Our main finding in this study is that an increased AST/ALT ratio could predict functional status decline in HFrEF patients, as shown by the less favorable cardiac profile in Group-2.
Moreover, the predictive value of the AST/ALT ratio is independent after adjustment for age, BMI, hypertension, diabetes mellitus, and NT-proBNP.
Our explanation for this main finding is multi-factorial; it is known that AST is released from many tissues, including the myocardium and the liver, while ALT is only released from the liver. Therefore, more severe myocardial pathology would lead to an anticipated increase in the AST/ALT ratio [21]. Additionally, higher the AST/ALT ratio, greater the probability of hepatic fibrosis, which is associated with cardiovascular disease (CVD) pathogenesis through different mechanisms, including increased plasma inflammatory mediators, insulin resistance, oxidative stress, and metabolic syndrome [22].
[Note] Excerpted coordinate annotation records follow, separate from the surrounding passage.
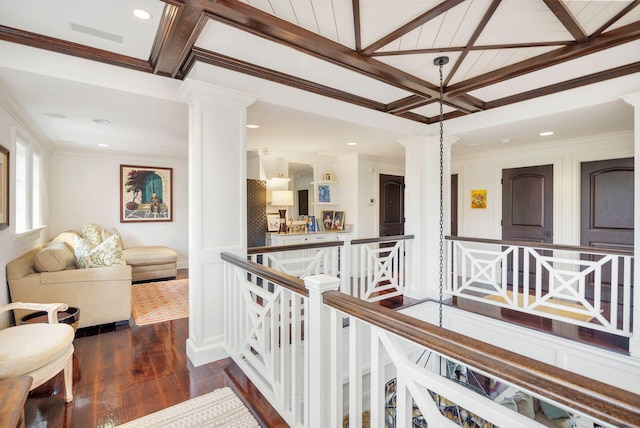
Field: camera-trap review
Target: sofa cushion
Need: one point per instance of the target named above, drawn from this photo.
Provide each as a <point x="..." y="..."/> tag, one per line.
<point x="92" y="233"/>
<point x="53" y="258"/>
<point x="553" y="412"/>
<point x="525" y="404"/>
<point x="107" y="253"/>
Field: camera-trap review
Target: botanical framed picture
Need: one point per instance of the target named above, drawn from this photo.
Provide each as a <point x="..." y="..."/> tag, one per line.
<point x="478" y="199"/>
<point x="146" y="194"/>
<point x="338" y="220"/>
<point x="4" y="187"/>
<point x="324" y="193"/>
<point x="273" y="222"/>
<point x="327" y="220"/>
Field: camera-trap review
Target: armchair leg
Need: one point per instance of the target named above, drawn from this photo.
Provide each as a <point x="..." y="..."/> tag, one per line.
<point x="68" y="380"/>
Based on their medical records, our patients did not have any primary hepatic disorders to justify the increased AST/ALT ratio. It is known that an increased AST/ALT ratio is also caused by alcoholic liver disease [23]. However, our records did not include those with alcohol drinking habits.
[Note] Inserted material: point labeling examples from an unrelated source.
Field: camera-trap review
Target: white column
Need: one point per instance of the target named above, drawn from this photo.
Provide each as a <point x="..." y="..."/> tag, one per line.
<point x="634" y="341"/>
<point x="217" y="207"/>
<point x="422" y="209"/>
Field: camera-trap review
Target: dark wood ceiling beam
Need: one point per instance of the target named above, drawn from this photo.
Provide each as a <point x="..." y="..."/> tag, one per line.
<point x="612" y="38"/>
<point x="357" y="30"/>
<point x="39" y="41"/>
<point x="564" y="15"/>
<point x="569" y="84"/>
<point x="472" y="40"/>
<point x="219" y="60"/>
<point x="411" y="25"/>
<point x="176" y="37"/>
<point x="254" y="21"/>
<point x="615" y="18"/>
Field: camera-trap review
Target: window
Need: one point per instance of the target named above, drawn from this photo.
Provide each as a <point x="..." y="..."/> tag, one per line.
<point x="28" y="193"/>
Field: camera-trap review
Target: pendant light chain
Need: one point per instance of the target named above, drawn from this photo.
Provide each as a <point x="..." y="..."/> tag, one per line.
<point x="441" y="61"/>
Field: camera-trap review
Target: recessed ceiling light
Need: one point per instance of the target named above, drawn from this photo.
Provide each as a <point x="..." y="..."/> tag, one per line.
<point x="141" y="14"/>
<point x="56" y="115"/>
Hypoxic hepatitis is another cause of increased AST/ALT ratio in its early phase; however, our data showed that ALT and AST values were far less than those required for diagnosing classic hypoxic hepatitis [24].
Previous research has focused on the value of hepatic transaminases as CVD predictors. Lazo et al. [25] showed that elevated levels of liver transaminases were significantly correlated with the cardiac biomarkers; troponin T and NT-proBNP. Consequently, they concluded that liver transaminases could be used as predictors in patients at risk of CVD. However, they did not enroll heart failure patients in their study, as they were only concerned with predicting subclinical myocardial injury.
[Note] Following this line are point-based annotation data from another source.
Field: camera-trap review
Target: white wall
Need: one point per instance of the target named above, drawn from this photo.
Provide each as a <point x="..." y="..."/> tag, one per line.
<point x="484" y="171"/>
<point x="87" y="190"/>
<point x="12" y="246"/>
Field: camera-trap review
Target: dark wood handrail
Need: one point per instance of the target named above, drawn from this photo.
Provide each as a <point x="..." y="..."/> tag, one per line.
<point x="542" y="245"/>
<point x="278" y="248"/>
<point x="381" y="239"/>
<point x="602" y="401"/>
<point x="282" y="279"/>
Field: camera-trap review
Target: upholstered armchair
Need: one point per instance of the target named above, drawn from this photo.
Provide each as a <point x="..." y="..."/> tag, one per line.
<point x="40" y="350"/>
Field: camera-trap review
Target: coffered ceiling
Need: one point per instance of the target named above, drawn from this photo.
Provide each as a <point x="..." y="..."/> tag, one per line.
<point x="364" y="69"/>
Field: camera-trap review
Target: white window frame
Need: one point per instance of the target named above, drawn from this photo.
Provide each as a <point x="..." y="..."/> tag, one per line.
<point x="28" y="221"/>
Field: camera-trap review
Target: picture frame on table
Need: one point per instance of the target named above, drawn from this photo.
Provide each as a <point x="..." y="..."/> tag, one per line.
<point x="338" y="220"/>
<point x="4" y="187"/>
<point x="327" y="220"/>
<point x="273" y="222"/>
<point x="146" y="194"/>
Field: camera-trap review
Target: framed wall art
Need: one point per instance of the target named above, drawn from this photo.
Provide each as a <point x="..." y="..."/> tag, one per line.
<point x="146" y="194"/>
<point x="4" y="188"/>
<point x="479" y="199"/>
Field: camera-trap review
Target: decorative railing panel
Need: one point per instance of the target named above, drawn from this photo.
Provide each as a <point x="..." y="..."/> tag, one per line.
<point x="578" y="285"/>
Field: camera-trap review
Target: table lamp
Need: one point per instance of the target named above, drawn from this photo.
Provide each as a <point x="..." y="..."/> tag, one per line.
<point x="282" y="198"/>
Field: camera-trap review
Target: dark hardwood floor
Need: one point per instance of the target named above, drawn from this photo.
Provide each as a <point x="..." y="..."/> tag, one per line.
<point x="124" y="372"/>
Yokoyama et al. [26] recently concluded that an increased AST/ALT ratio positively correlates with NT-proBNP levels, yet their study was not specific for HFrEF patients.
Zoppini et al. [27] studied patients with type 2 diabetes mellitus and found that the AST/ALT ratio positively correlated with CVD mortality; however, as in the above studies, they did not include HFrEF patients.
On the other hand, there are some studies that did not show significant correlation between ALT and CVD, as seen by both Ruhl et al. [28] and Fraser et al. [29] However, they did not include AST or the AST/ALT ratio in their correlations with CVD, which could be an explanation for the non-significant result.
In our study, we found that 0.9 was the best predictive cut-off value of the AST/ALT ratio when considering functional severity in HFrEF patients. Our finding was in agreement with the finding of Long et al. [30] that 1 was the best cut-off value of the AST/ALT ratio that predicted cardio-metabolic risk in their study.
To our knowledge, our study is the first in Saudi Arabia and other Arabian countries to correlate the AST/ALT ratio with functional severity in HFrEF patients. Consequently, we could not find comparable AST/ALT cut-off values in the Arab population.
Our cut-off value could be very helpful in monitoring the functional status of HFrEF patients in primary healthcare settings and accordingly adjusting their follow-up investigations/management plans.